## Tuesday, 8 September 2009

### CURIOUS SERIES-002

This is the Dirichlet convolution of $latex \displaystyle \omega*1$:

$latex \displaystyle a(n)=\sum_{d|n}{\omega(d)}$

Where $latex \displaystyle \omega$ is the number of distinct prime factors function.

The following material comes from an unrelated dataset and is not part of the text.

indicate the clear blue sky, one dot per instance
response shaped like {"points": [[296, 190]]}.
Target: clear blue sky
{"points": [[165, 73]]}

This function, $latex \displaystyle \omega(n)$ is an additive function:

$latex \displaystyle \omega(n)=\omega(d \cdot n/d ) \leq \omega(d)+\omega(n/d)$

Where the equal symbol holds iff $latex GCD(n/d,d)=1$

If we sum over all divisors:

$latex \displaystyle \sum_{d|n}{\omega(n)} \leq \sum_{d|n}{\bigg(\omega(d)+\omega(n/d)\bigg)}=\sum_{d|n}{\omega(d)}+\sum_{d|n}{\omega(n/d)}=2 \sum_{d|n}{\omega(d)}$

$latex \displaystyle \omega(n)\cdot \sum_{d|n}{1}=\omega(n)\cdot\tau_{2}(n) \leq 2 \sum_{d|n}{\omega(d)}=2\cdot a(n)$

If $latex s$ is a squarefree number and if $latex d|s$ then $latex GCD(d,d/s)=1$ and, the number of divisors , $latex \displaystyle \tau_{2}(s)=2^{\omega(s)}$, then:

$latex \displaystyle a(s)=\omega(s)\cdot 2^{\omega(s)-1}$

For every number $latex n>1$:

$latex \displaystyle a(n)=\sum_{d|n}{\omega(d)} \leq \sum_{d|n \; d\neq 1}{\omega(n)}= \omega(n) \cdot \sum_{d|n \; d\neq 1}{1}= \omega(n)\cdot(\tau_{2}(n)-1)$

$latex \displaystyle \omega(n)\cdot(\tau_{2}(n)-1) \geq a(n) \geq \bigg\lceil \frac{\omega(n)\cdot \tau_{2}(n)}{2} \bigg\rceil$

NOTE: Sequences in OEIS:

$latex a(n)=A062799(n)$

$latex \omega(n)=A001221(n)$

$latex \tau_{2}(n)=A000005(n)$

References:

[1]-A062799-Inverse Moebius transform of A001221, the number of distinct prime factors of n The On-Line Encyclopedia of Integer Sequences!
[2]-A001221-Number of distinct primes dividing n (also called omega(n)). The On-Line Encyclopedia of Integer Sequences!
[3]-A000005-d(n) (also called tau(n) or sigma_0(n)), the number of divisors of n.. The On-Line Encyclopedia of Integer Sequences!